The low-resolution spectrum (~75 Angstrom) has a signal-to-noise ratio that varies from 20 at 4500 Angstrom to 100 at 6700 Angstrom. Four spectra were taken during the evening and the spectrum presented here is the best of the four. The spectrum shows the Hydrogen Alpha line (6562.8 Angstrom (A)) and Hydrogen Beta (4861.3 A) lines in emission. This is typical for a nova. The absorption feature at approximately 7620 Angstrom is a result of absorption by the earth's atmosphere and should be ignored. The wavelength calibration is +/- 20 Angstrom.

01/18/02

The spectrum of Var Mon 02 was taken on 01/18/02 3:18 UT by Doug West in Mulvane, Kansas. The spectrum was produced by a non-objective slitless spectrometer with a 60 second exposure. The equipment used was a Meade LX200 8" SCT operating at f/6.3 with a ST-8 CCD camera. The non-objective spectrometer is formed when the Rainbow Optics grating is placed in front of the CCD surface. The low-resolution spectrum (~75 Angstrom) is noisy due to the faintness of the object (V ~ 10 mag). The signal to noise ratio varies from 6 at 8500 Angstrom to 16 at 6700 Angstrom. The flux is calibrated against a standard spectrum of Vega and is in units of [erg/(cm^2 S Angstrom)]. The "+C" term is present since there is an offset since the difference in airmasses between Vega and Var Mon 02 have not been accounted for. The wavelength calibration is +/- 20 Angstrom.

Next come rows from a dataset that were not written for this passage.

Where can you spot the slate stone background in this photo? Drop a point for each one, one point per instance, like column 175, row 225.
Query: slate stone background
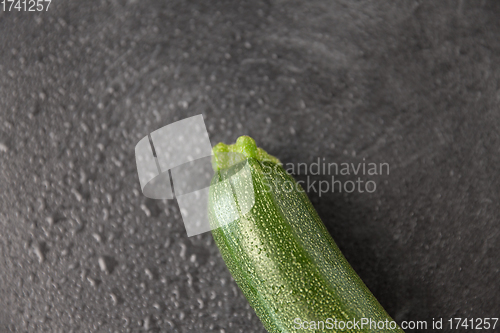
column 414, row 84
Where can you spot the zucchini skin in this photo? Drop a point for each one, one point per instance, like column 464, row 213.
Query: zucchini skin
column 280, row 253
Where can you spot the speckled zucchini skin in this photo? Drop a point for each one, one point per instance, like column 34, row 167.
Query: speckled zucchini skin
column 280, row 253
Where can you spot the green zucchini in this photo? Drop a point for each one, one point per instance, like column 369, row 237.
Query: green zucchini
column 279, row 251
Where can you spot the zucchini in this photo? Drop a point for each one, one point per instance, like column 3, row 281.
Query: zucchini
column 280, row 253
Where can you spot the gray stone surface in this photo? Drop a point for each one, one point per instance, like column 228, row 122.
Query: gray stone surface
column 414, row 84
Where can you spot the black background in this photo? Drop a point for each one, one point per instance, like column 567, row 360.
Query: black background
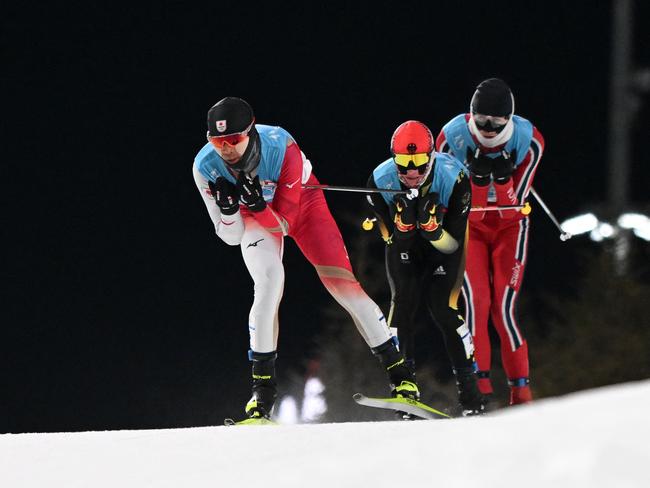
column 122, row 308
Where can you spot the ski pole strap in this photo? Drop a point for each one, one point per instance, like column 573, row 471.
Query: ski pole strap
column 524, row 209
column 519, row 382
column 261, row 356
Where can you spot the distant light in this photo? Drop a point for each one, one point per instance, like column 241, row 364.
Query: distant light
column 314, row 404
column 643, row 233
column 634, row 221
column 288, row 410
column 580, row 224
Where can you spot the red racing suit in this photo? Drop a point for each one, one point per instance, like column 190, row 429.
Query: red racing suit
column 496, row 260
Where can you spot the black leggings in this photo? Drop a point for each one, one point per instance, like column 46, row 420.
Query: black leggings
column 420, row 272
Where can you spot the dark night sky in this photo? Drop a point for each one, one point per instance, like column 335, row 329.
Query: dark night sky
column 122, row 308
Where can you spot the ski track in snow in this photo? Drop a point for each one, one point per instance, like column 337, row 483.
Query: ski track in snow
column 597, row 438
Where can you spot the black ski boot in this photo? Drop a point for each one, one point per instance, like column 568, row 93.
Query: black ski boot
column 264, row 387
column 401, row 374
column 472, row 402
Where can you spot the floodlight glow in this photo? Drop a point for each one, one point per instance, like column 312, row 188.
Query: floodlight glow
column 580, row 224
column 634, row 221
column 643, row 233
column 606, row 230
column 596, row 236
column 314, row 405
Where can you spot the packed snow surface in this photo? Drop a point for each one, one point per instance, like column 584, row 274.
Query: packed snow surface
column 598, row 438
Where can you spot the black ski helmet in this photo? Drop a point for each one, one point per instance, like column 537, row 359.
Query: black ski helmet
column 232, row 115
column 493, row 97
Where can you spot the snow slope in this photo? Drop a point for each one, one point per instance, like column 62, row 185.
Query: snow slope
column 592, row 439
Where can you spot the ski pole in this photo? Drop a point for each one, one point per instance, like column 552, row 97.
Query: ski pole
column 525, row 209
column 410, row 194
column 564, row 236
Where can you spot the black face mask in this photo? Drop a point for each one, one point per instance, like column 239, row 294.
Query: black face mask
column 488, row 127
column 251, row 157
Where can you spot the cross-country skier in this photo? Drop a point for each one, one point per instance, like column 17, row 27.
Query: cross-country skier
column 250, row 177
column 425, row 247
column 502, row 152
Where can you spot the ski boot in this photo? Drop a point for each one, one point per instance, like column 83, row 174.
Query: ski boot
column 401, row 374
column 472, row 402
column 519, row 391
column 264, row 387
column 484, row 383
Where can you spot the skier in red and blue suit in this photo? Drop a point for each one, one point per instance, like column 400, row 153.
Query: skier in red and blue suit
column 502, row 152
column 251, row 178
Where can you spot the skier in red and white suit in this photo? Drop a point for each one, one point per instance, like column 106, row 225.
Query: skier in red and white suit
column 250, row 177
column 502, row 151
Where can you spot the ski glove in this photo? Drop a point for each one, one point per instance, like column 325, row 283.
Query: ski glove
column 503, row 166
column 225, row 195
column 430, row 215
column 404, row 218
column 480, row 167
column 250, row 192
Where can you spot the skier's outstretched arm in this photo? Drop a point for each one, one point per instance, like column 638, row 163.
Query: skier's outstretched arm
column 229, row 228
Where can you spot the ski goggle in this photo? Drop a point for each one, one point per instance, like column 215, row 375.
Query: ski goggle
column 230, row 139
column 406, row 162
column 489, row 122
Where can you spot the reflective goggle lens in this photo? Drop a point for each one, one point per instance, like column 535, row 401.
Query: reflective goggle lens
column 495, row 122
column 405, row 160
column 230, row 139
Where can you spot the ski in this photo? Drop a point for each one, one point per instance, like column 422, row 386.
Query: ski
column 406, row 405
column 258, row 421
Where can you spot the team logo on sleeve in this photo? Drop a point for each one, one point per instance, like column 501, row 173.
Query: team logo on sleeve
column 466, row 201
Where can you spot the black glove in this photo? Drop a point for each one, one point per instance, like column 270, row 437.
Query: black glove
column 430, row 215
column 225, row 195
column 503, row 166
column 480, row 167
column 250, row 192
column 404, row 217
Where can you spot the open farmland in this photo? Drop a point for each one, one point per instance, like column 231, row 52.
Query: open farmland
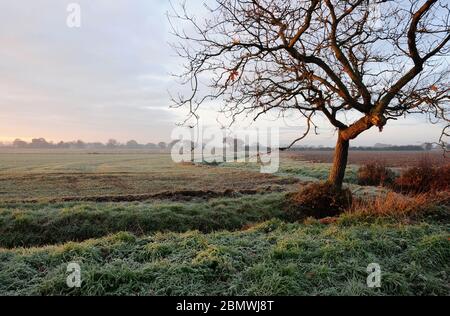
column 138, row 224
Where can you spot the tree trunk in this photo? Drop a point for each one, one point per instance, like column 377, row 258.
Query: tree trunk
column 340, row 162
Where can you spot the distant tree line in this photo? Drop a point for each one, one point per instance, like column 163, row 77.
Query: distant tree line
column 42, row 143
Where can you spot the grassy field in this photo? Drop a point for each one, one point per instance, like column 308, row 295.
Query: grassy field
column 139, row 224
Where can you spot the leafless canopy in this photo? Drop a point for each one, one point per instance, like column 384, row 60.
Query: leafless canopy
column 382, row 59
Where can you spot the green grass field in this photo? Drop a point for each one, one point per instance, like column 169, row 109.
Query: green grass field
column 139, row 224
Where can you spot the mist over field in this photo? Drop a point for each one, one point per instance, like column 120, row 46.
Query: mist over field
column 224, row 151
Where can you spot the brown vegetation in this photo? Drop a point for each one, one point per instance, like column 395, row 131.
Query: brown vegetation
column 424, row 178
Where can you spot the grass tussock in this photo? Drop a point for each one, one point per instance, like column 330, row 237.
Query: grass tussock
column 27, row 225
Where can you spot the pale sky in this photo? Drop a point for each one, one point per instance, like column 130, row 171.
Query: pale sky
column 110, row 77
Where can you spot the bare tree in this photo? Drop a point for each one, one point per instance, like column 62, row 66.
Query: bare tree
column 320, row 58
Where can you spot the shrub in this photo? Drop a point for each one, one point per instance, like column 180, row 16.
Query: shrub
column 375, row 174
column 318, row 200
column 424, row 178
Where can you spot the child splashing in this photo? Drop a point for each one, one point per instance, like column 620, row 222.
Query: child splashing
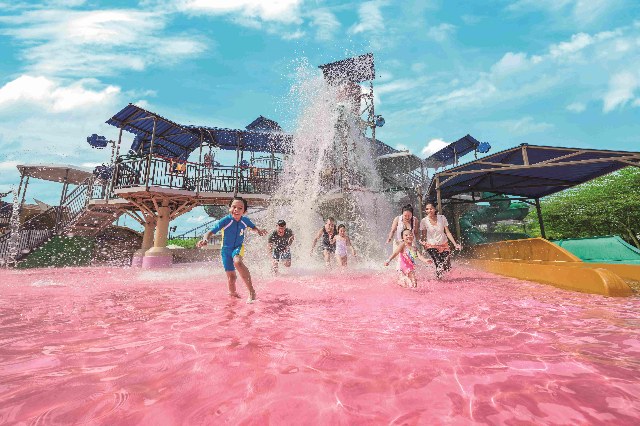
column 342, row 241
column 233, row 227
column 407, row 260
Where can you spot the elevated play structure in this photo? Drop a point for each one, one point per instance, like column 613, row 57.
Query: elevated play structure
column 525, row 174
column 170, row 168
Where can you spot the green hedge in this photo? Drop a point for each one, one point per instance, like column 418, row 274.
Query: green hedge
column 184, row 242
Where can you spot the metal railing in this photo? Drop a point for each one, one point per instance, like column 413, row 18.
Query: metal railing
column 158, row 171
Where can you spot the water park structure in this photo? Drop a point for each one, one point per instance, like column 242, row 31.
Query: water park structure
column 171, row 168
column 163, row 343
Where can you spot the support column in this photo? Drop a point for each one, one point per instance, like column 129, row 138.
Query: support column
column 540, row 221
column 159, row 256
column 147, row 240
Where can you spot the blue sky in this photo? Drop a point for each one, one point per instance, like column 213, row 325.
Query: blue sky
column 549, row 72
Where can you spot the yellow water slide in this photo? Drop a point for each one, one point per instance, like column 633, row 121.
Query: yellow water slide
column 536, row 259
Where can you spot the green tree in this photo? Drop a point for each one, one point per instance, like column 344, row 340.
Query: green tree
column 604, row 206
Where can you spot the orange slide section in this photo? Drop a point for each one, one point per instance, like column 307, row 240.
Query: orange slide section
column 536, row 259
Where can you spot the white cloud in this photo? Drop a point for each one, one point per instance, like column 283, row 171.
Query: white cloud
column 441, row 32
column 282, row 11
column 433, row 146
column 199, row 219
column 510, row 63
column 293, row 35
column 580, row 12
column 621, row 90
column 326, row 24
column 580, row 67
column 576, row 107
column 53, row 96
column 370, row 16
column 96, row 43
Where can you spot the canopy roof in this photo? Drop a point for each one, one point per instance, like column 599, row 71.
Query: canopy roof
column 452, row 152
column 55, row 172
column 263, row 124
column 244, row 140
column 170, row 139
column 402, row 161
column 530, row 171
column 173, row 140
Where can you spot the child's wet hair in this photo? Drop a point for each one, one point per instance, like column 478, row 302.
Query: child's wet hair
column 246, row 205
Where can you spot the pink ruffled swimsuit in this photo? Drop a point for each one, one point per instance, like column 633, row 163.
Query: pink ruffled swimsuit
column 407, row 261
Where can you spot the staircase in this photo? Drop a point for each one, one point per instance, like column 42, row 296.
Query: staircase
column 83, row 212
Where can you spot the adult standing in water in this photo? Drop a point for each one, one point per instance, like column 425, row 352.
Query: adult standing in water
column 405, row 221
column 434, row 229
column 327, row 233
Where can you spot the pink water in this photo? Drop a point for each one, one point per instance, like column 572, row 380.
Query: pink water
column 122, row 346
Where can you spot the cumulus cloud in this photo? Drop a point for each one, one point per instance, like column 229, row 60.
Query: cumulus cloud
column 580, row 12
column 576, row 107
column 96, row 43
column 283, row 11
column 597, row 66
column 621, row 90
column 53, row 96
column 433, row 146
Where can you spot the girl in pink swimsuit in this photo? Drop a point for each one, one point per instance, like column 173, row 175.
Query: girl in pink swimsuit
column 407, row 259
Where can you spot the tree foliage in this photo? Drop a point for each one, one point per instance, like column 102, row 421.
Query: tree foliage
column 607, row 205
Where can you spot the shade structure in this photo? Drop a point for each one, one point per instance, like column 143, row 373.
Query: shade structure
column 170, row 139
column 56, row 172
column 530, row 171
column 402, row 161
column 244, row 140
column 177, row 141
column 452, row 152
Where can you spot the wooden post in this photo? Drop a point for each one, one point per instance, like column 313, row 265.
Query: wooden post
column 235, row 187
column 540, row 221
column 199, row 169
column 63, row 194
column 438, row 194
column 149, row 156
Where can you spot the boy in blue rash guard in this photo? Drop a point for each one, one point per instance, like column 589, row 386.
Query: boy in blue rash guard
column 233, row 227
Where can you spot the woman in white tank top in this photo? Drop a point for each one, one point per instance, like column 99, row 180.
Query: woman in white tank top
column 405, row 221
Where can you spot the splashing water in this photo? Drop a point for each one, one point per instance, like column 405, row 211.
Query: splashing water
column 331, row 171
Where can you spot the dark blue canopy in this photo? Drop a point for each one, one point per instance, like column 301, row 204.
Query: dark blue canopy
column 452, row 152
column 531, row 171
column 173, row 140
column 244, row 140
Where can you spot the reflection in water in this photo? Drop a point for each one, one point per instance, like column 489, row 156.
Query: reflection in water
column 133, row 347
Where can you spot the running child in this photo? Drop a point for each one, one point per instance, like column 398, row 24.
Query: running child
column 234, row 227
column 342, row 241
column 327, row 232
column 280, row 242
column 407, row 260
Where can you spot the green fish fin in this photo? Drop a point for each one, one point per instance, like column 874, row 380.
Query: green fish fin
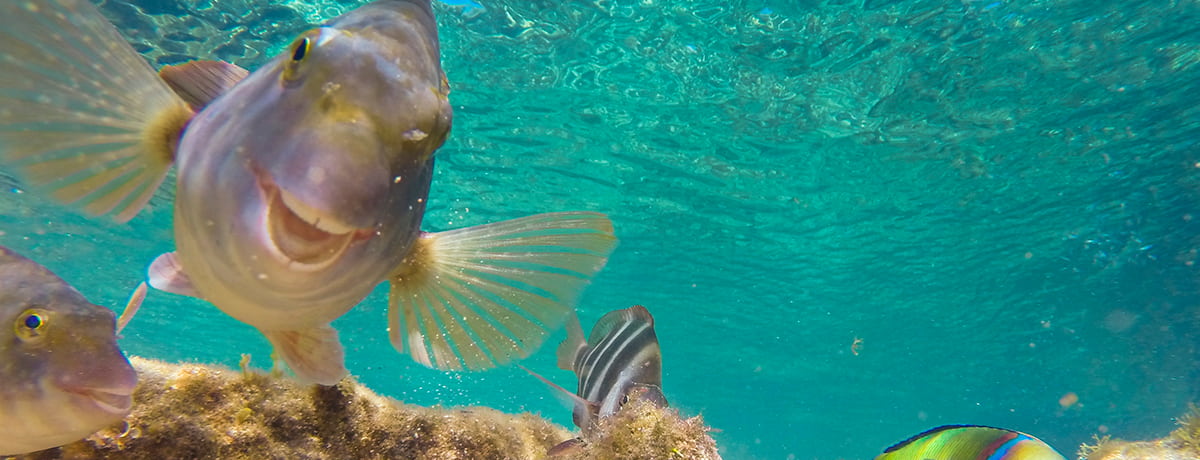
column 201, row 82
column 167, row 274
column 479, row 297
column 315, row 354
column 570, row 348
column 82, row 114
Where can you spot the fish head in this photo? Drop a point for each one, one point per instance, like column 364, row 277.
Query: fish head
column 361, row 118
column 305, row 184
column 65, row 376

Five spectra were taken during evening, three were of which were useful. This spectrum is typical of the three. Emission lines at 6604, 7087, 7464, 7926, 8286 Angstrom and an absorption band at 7795 Angstrom were common to all three spectra. Emission or absorption lines at 6562.8 (H alpha), 7065 (He I), 7773 (O I), 8807 (Mg I), 8232 (Mg II), 7452 (N I), and 7890 (Mg II) are commonly seen stars and novae.

01/11/02

The spectrum of Var Mon 02 was taken on 01/11/02 3:06 UT by Doug West in Mulvane, Kansas. The spectrum was produced by a non-objective slitless spectrometer with a 60 second exposure. The equipment used was a Meade LX200 8" SCT operating at f/6.3 with a ST-8 CCD camera. The non-objective spectrometer is formed when the Rainbow Optics grating is placed in front of the CCD surface.

The low-resolution spectrum (~75 Angstrom) is noisy due to the faintness of the object (V ~ 10 mag). The signal to noise ratio varies from 6 at 5000 Angstrom to 16 at 6700 Angstrom. Multiple spectra were taken and reduced on the same evening. Three emission peaks were present in all spectra: 5700, 6563, and 7225 Angstrom. The small peak at 6563 is associated with the emission line H-alpha. The spectrum was calibrated in counts/second rather than in energy units. This type of calibration, as opposed to energy units, leads to broad peaks and valleys that result for the changes in quantum efficiency of the CCD chip with wavelength. The wavelength calibration is +/- 20 Angstrom.